The result is as the image:
(Y axis is accuracy (percentage of correct prediction) while x axis is the number of samples i use to train the model.)
I understand that the gap between training and testing score is probably due to high variance(overfitting). But the image also shows that the test score (the green line) increases very little while the number of samples grows from 2000 to 3000. The curve of testing score is getting flat. The model is not getting better even with more samples.
My understand is that a flat learning curve usually indicates high bias (underfitting). Is that possible that both underfitting and overfitting are happening in this model? Or is there another explanation for the flat curve?
Any help would be appreciated. Thanks in advance.
=====================================
the code i use is as follows. Basic i use the same code as the example in sklearn document
def plot_learning_curve(estimator, title, X, y, ylim=None, cv=None,
n_jobs=1, train_sizes=np.linspace(.1, 1.0, 5)):
plt.figure()
plt.title(title)
if ylim is not None:
plt.ylim(*ylim)
plt.xlabel("Training examples")
plt.ylabel("Score")
train_sizes, train_scores, test_scores = learning_curve(
estimator, X, y, cv=cv, n_jobs=n_jobs, train_sizes=train_sizes)
train_scores_mean = np.mean(train_scores, axis=1)
train_scores_std = np.std(train_scores, axis=1)
test_scores_mean = np.mean(test_scores, axis=1)
test_scores_std = np.std(test_scores, axis=1)
plt.grid()
plt.fill_between(train_sizes, train_scores_mean - train_scores_std,
train_scores_mean + train_scores_std, alpha=0.1,
color="r")
plt.fill_between(train_sizes, test_scores_mean - test_scores_std,
test_scores_mean + test_scores_std, alpha=0.1, color="g")
plt.plot(train_sizes, train_scores_mean, 'o-', color="r",
label="Training score")
plt.plot(train_sizes, test_scores_mean, 'o-', color="g",
label="Cross-validation score")
plt.legend(loc="best")
return plt
title = "Learning Curves (GBDT)"
# Cross validation with 100 iterations to get smoother mean test and train
# score curves, each time with 20% data randomly selected as a validation set.
cv = ShuffleSplit(n_splits=100, test_size=0.2, random_state=0)
estimator = GradientBoostingClassifier(n_estimators=450)
X,y= features, target #features and target are already loaded
plot_learning_curve(estimator, title, X, y, ylim=(0.6, 1.01), cv=cv, n_jobs=4)
plt.show()
I would say you are overfitting. Considering you are using cross validation, the gap between the training and the cross-validation score is probably too big. Without cross validation or random splitting, it could be that your train and test data differ in some way.
There are a couple of ways you could try to mitigate this:
Add more data (the training score will probably still go down a little bit more)

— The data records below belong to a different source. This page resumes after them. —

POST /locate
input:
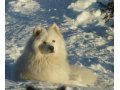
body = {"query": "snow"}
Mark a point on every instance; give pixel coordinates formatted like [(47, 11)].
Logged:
[(89, 40), (24, 6)]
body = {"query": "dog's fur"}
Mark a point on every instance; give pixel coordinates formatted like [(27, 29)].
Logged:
[(45, 59)]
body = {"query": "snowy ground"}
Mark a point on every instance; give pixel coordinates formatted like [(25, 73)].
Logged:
[(89, 41)]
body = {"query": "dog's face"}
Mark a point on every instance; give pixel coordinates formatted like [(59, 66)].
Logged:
[(54, 42)]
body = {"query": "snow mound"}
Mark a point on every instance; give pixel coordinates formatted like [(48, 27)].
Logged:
[(81, 4), (24, 6)]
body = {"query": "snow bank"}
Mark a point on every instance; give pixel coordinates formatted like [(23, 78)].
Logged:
[(81, 4), (24, 6)]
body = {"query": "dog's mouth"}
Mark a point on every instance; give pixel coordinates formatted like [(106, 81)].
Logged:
[(46, 49)]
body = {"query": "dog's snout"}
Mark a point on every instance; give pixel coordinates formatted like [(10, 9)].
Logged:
[(51, 48)]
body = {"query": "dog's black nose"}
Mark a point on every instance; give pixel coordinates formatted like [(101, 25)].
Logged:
[(51, 48)]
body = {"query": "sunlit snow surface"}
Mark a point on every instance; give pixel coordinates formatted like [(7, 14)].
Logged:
[(89, 41)]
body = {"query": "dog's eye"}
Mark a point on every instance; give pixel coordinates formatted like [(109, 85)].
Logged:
[(38, 32), (53, 41), (44, 42)]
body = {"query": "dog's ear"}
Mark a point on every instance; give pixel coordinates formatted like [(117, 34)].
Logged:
[(56, 29), (37, 30)]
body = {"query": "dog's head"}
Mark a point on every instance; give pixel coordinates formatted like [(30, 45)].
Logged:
[(54, 42)]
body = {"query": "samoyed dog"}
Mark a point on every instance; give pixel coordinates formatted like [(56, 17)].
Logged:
[(45, 59)]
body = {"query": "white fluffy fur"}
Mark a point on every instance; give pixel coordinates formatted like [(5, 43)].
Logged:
[(49, 67)]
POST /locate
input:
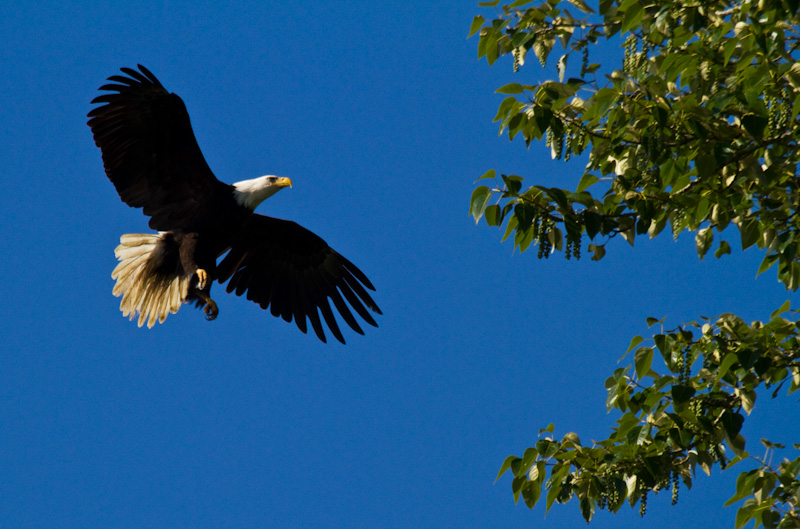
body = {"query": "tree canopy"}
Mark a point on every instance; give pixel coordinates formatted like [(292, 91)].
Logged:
[(695, 129)]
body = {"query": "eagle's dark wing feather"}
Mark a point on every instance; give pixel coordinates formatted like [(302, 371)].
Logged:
[(283, 266), (150, 153)]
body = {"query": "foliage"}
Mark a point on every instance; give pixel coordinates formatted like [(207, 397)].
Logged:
[(696, 130), (675, 422)]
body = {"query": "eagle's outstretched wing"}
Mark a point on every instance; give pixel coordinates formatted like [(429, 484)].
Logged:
[(283, 266), (150, 153)]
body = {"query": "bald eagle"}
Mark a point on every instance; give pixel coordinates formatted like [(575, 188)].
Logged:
[(151, 156)]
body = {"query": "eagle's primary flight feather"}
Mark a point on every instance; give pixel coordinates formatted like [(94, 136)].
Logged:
[(151, 156)]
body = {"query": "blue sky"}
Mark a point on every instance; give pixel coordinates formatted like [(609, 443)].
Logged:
[(381, 115)]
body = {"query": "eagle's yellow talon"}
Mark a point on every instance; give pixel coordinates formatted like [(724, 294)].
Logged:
[(210, 309), (202, 278)]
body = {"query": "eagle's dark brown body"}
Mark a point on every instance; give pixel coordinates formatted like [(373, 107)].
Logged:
[(151, 156)]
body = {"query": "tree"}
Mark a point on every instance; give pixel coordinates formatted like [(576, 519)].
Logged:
[(697, 129)]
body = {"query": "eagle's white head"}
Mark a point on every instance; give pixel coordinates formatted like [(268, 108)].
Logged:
[(251, 193)]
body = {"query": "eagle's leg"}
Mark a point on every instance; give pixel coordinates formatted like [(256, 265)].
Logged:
[(202, 278), (211, 311)]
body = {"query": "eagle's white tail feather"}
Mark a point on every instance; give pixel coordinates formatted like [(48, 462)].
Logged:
[(151, 296)]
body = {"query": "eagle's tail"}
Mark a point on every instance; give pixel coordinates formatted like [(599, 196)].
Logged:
[(148, 284)]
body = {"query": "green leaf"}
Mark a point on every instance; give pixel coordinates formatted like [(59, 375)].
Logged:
[(642, 361), (587, 180), (492, 215), (681, 394), (634, 342), (726, 364), (766, 264), (598, 251), (477, 22), (703, 241), (754, 125), (479, 201), (531, 491), (724, 248), (787, 305), (750, 231), (580, 4), (706, 165), (505, 466)]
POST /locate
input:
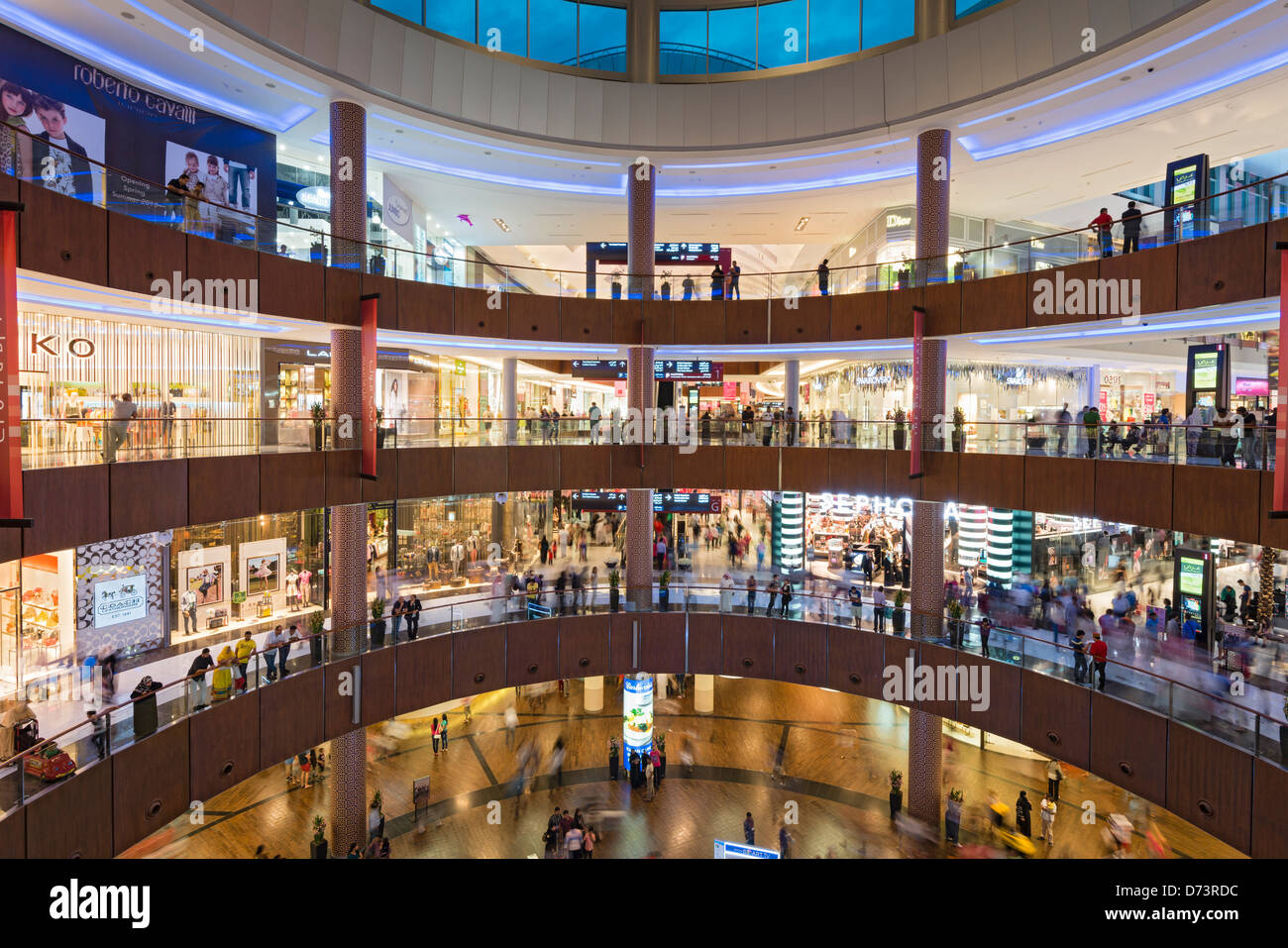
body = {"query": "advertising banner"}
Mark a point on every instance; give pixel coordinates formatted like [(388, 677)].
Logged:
[(90, 115), (369, 385)]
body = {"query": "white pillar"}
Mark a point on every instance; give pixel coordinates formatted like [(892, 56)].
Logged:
[(793, 385), (510, 397), (703, 693), (593, 693)]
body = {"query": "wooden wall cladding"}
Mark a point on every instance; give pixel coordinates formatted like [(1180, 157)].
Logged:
[(58, 524), (1154, 268), (378, 694), (424, 673), (223, 488), (800, 653), (1056, 717), (73, 819), (425, 308), (584, 646), (150, 785), (1210, 785), (748, 646), (997, 303), (62, 236), (290, 715), (475, 317), (1004, 685), (807, 320), (531, 652), (224, 746), (291, 480), (1061, 484), (1128, 746), (13, 828), (140, 253), (478, 661), (344, 296), (1269, 814), (1133, 492), (698, 322), (704, 642), (291, 287), (537, 317), (147, 494), (854, 661), (859, 316), (662, 642), (1225, 268)]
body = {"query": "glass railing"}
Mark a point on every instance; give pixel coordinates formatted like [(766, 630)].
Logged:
[(78, 441), (1197, 691), (185, 211)]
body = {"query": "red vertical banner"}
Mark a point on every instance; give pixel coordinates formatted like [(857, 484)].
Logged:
[(11, 398), (918, 327), (1280, 456), (369, 385)]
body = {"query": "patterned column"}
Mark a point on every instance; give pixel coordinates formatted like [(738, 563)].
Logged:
[(639, 501), (934, 166), (348, 184), (640, 204), (926, 575), (349, 614), (925, 766)]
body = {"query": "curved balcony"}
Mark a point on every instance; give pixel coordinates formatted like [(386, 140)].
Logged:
[(1209, 759)]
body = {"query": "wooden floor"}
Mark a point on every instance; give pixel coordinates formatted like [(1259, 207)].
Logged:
[(767, 745)]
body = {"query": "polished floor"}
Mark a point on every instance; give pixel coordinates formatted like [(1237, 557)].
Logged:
[(768, 747)]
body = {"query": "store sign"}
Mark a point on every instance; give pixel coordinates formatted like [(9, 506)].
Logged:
[(53, 346), (120, 600), (688, 369)]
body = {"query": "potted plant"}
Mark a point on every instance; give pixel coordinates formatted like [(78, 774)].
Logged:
[(954, 623), (377, 623), (318, 417), (317, 848), (901, 433), (316, 629)]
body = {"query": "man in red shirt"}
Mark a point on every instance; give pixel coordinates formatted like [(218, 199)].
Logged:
[(1103, 226), (1099, 652)]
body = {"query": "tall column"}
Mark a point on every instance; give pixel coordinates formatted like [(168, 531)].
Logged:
[(639, 501), (934, 172), (793, 385), (348, 578), (640, 209), (925, 766), (510, 398), (348, 184)]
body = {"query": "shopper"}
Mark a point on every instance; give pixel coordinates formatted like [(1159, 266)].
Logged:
[(198, 670), (1131, 227)]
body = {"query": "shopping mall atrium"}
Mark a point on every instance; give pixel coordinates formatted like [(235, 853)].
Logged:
[(643, 428)]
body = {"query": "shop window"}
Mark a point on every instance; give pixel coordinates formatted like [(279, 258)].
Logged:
[(732, 40), (833, 27), (553, 31), (782, 30), (888, 21)]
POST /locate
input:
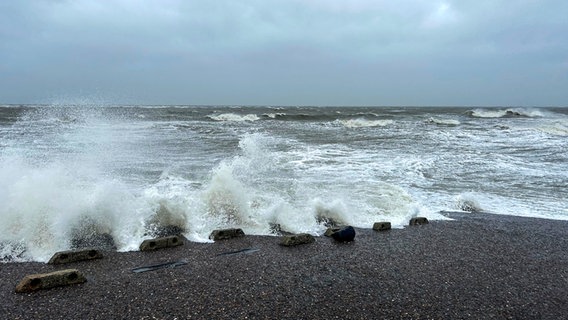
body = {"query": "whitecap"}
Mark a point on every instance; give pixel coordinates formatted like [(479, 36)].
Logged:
[(232, 117)]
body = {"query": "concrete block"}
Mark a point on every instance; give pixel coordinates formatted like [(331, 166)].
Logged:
[(160, 243), (296, 239), (224, 234), (40, 281), (331, 231), (381, 226), (74, 256), (418, 221), (344, 234)]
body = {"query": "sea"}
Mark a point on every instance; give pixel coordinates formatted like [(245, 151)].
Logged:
[(80, 175)]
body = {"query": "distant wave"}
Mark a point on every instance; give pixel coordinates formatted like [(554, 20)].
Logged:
[(506, 113), (447, 122), (557, 128), (232, 117), (362, 123)]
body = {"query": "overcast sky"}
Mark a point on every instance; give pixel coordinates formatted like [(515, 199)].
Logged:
[(286, 52)]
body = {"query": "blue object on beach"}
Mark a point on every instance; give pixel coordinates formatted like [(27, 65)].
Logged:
[(344, 234)]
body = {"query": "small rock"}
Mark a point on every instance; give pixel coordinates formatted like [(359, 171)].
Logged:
[(345, 234), (331, 231), (224, 234), (159, 243), (296, 239), (418, 221), (74, 256), (36, 282), (381, 226)]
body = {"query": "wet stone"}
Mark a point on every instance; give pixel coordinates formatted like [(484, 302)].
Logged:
[(418, 221), (381, 226), (75, 255), (297, 239), (34, 282), (223, 234)]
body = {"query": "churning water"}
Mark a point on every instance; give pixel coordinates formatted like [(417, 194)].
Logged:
[(73, 173)]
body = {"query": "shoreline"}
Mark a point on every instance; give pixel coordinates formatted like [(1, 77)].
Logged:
[(476, 266)]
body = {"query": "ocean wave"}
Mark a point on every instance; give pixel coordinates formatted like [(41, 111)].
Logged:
[(557, 128), (53, 208), (446, 122), (362, 123), (506, 113), (232, 117)]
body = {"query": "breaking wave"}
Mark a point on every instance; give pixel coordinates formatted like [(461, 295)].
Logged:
[(363, 123), (232, 117), (57, 207), (446, 122), (506, 113)]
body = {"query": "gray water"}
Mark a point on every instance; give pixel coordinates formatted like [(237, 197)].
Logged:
[(121, 170)]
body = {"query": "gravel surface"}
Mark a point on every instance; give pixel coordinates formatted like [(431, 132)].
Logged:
[(478, 266)]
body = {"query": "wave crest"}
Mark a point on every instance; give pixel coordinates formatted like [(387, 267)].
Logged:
[(364, 123), (232, 117), (506, 113)]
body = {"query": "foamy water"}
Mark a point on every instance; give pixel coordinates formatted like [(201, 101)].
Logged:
[(78, 172)]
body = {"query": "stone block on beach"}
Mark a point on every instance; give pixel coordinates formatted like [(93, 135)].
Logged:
[(331, 231), (40, 281), (381, 226), (418, 221), (344, 234), (75, 255), (297, 239), (223, 234), (160, 243)]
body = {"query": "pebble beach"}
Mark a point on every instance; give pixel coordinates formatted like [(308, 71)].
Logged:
[(476, 266)]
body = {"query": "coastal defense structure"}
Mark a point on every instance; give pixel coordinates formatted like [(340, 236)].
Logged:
[(297, 239), (74, 256), (418, 221), (382, 226), (224, 234), (34, 282), (160, 243)]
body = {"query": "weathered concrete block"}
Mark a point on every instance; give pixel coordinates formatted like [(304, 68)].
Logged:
[(40, 281), (331, 231), (160, 243), (381, 226), (226, 234), (74, 256), (344, 234), (102, 241), (296, 239), (418, 221)]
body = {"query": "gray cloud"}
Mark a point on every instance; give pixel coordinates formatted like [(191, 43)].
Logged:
[(316, 52)]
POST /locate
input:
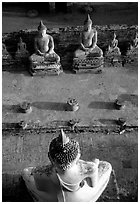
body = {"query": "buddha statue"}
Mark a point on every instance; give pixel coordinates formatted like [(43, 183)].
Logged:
[(21, 52), (44, 49), (88, 54), (113, 47), (88, 45), (5, 53), (67, 178), (133, 49)]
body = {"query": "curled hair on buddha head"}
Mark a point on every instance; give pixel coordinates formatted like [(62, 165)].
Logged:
[(88, 20), (41, 26), (63, 151)]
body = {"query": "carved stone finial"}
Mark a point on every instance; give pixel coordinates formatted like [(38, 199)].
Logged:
[(65, 139), (88, 20), (41, 26), (114, 36)]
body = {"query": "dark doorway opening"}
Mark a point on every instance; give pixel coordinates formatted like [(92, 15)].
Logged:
[(61, 7)]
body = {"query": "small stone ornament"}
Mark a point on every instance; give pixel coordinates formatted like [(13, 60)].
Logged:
[(22, 124), (65, 139), (25, 107), (72, 104), (122, 123)]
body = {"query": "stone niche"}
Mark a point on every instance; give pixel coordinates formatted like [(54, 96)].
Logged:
[(66, 40)]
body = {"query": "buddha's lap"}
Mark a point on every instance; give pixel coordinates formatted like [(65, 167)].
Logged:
[(104, 169)]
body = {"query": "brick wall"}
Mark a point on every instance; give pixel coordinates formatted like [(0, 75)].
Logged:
[(66, 39)]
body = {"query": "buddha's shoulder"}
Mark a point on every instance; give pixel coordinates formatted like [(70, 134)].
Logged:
[(47, 170)]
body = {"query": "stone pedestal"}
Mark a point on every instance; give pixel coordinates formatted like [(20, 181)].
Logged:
[(132, 55), (113, 57), (87, 64), (45, 68)]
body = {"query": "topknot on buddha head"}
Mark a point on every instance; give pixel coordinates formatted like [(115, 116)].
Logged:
[(88, 20), (63, 150), (41, 26)]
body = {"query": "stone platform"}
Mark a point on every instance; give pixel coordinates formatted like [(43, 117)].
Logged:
[(45, 68), (87, 64)]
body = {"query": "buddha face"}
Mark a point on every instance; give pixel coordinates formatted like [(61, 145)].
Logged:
[(42, 33), (87, 26)]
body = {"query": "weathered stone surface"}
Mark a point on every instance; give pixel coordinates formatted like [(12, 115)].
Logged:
[(66, 40)]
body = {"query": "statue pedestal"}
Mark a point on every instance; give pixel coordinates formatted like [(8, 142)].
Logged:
[(132, 56), (87, 64), (113, 57), (45, 68)]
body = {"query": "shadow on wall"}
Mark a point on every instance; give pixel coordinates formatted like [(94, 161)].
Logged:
[(50, 106), (102, 105), (14, 189)]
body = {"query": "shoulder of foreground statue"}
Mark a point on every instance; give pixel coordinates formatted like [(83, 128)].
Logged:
[(47, 170)]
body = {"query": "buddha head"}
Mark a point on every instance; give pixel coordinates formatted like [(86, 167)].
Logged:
[(114, 36), (88, 23), (42, 29), (63, 151)]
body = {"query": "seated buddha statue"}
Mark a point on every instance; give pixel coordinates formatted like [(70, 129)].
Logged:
[(88, 55), (5, 53), (21, 50), (88, 42), (67, 178), (113, 47), (44, 48), (133, 49)]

Reduce the number of estimators, or even better, use early stopping
Increase gamma for prunning
Use subsampling (by tree, by column...)
There are lots of parameters that you can play with, so have some fun! :-D
First of all, your training accuracy goes down quite a bit when you add more examples. So this could still be high variance. However, I doubt that this is the only explanation as the gap seems to be too big.
A reason for a gap between the training accuracy and the test accuracy could be a different distribution of the training samples and the test samples. However, with cross-validation this should not happen (do you make a k-fold cross validation where you re-train for each of the k folds?)
You should pay more attention to your training accuracy. If it goes down during the training, you did something terribly wrong. Check again the correctness of your data (are your labels correct?) and your model.
Normally, both train and test accuracies should increase, but test accuracy is behind.